'Picasso: challenging the past'

 

National Gallery, London, February-June 2009

 

This exhibition makes an interesting contrast with ‘Rodchenko and Popova’ at Tate Modern. The latter showcases two artists in post-revolutionary Russia who sought to play their part in building a new world by wiping the artistic slate clean and starting again. Picasso, by contrast, brought up in Barcelona and painting in Paris, sees himself working within the long tradition of western art, going back to the Renaissance and beyond.

The exhibition highlights various examples of how Picasso addressed a traditional subject-matter in the language of modernism, as well as, later on, attempting to rework specific examples of some of the old masters.

It is especially in the early work that we see Picasso’s most fruitful engagement with tradition. Critics disagree over what Cubism was ‘about’, but it was certainly, among other things, a continuation of the work of Cezanne, who himself was wanting to build on Impressionism. Cezanne sought to integrate the immediacy of experience of Monet with the intellectual constructiveness of Poussin. In continuing Cezanne’s approach, Cubism can be seen, at least from one angle, as an early form of post-modernism: it discards the naïve realism of Impressionism (‘reality is what I see’) in favour of a more complex, Kantian idea of knowledge, that we do not know reality directly, but the mind imposes its own order upon the perceptions that are received by the senses.
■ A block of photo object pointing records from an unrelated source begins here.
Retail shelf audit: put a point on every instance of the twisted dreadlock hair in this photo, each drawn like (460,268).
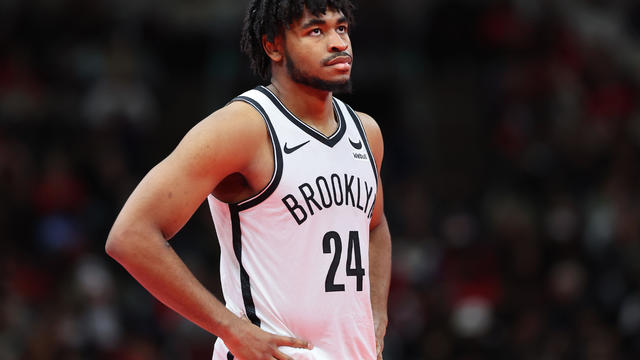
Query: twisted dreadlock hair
(270,17)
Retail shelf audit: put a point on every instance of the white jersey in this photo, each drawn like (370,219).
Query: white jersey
(295,257)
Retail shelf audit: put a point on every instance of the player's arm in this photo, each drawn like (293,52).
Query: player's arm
(222,144)
(379,240)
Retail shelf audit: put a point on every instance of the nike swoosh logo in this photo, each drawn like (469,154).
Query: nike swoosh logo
(355,145)
(288,150)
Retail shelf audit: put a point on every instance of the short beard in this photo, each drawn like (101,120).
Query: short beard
(300,77)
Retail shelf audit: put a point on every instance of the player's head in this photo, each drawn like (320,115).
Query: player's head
(268,21)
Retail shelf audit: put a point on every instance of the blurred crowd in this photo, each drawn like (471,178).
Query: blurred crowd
(512,132)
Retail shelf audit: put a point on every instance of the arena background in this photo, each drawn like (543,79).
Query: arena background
(511,175)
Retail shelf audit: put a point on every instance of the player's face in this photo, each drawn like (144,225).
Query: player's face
(318,52)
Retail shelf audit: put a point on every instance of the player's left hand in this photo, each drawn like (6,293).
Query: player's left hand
(380,325)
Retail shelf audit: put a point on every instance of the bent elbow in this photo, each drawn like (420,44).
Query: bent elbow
(118,244)
(113,245)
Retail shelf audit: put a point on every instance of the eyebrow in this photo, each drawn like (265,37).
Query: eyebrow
(316,21)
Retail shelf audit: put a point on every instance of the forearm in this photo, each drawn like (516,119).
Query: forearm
(147,256)
(380,270)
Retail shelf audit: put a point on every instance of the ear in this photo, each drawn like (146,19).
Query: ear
(273,48)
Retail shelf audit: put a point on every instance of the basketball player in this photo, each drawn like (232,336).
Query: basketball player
(291,175)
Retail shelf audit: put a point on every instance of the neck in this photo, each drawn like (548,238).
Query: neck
(310,105)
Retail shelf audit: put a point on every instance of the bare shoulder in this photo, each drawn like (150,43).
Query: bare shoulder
(230,138)
(374,135)
(236,118)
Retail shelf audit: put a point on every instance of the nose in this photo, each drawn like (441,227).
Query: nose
(338,42)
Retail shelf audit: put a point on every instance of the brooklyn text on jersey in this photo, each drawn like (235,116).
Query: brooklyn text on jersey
(323,193)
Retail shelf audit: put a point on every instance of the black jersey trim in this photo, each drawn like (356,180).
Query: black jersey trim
(363,135)
(245,281)
(329,141)
(277,159)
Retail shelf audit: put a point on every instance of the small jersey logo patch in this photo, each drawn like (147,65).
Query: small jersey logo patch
(359,156)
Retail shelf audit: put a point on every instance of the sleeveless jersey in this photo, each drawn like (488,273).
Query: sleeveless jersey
(295,257)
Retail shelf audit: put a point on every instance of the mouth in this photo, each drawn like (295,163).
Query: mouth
(340,60)
(341,63)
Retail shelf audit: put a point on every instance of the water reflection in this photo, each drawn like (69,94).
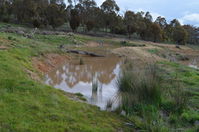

Thus we see Picasso seeking to continue and update the western artistic canon by taking traditional subjects, such as nudes and still-lifes, and addressing them, not as they have traditionally been seen, but as they are now understood by the mind. His figures, such as the beautiful and poignant Seated nude of 1909, are constructed out of multiple sense perceptions. But at the same time a gulf of unknowability is established between the viewer and the original objective reality of the subject.

I tried to approach this exhibition with an open mind, but in fact it only confirmed my view that – with the notable exception of Guernica – Picasso’s work after the 1920s was disappointingly vapid, broadly swept canvases that speak of little more than his own moods and insecurities.

The main room of the exhibition focuses on works from his later years, especially between 1954 and 1962, in which he attempted to rework in his own language some of the masterpieces of the past. It was a major effort on his part: 15 paintings based on Delacroix’s Women of Algiers, 27 on Manet’s Dejeuner sur l’herbe, and more than 50 relating to Velazquez’s Las Meninas. But were his paintings ‘inspired’ by the masters, or, as the catalogue says, ‘provoked’ by them? Was he now, an artist in his 70s, trying to learn from the masters or trying to outdo them? It is not apparent, looking at the works, what is added to these images by his reworking of them. What came across to me from them is the sense of fear and insecurity about his powers as an artist – the same fear that we also find in his repetitive paintings of predatory women, who threaten to deprive him of his other form of creativity.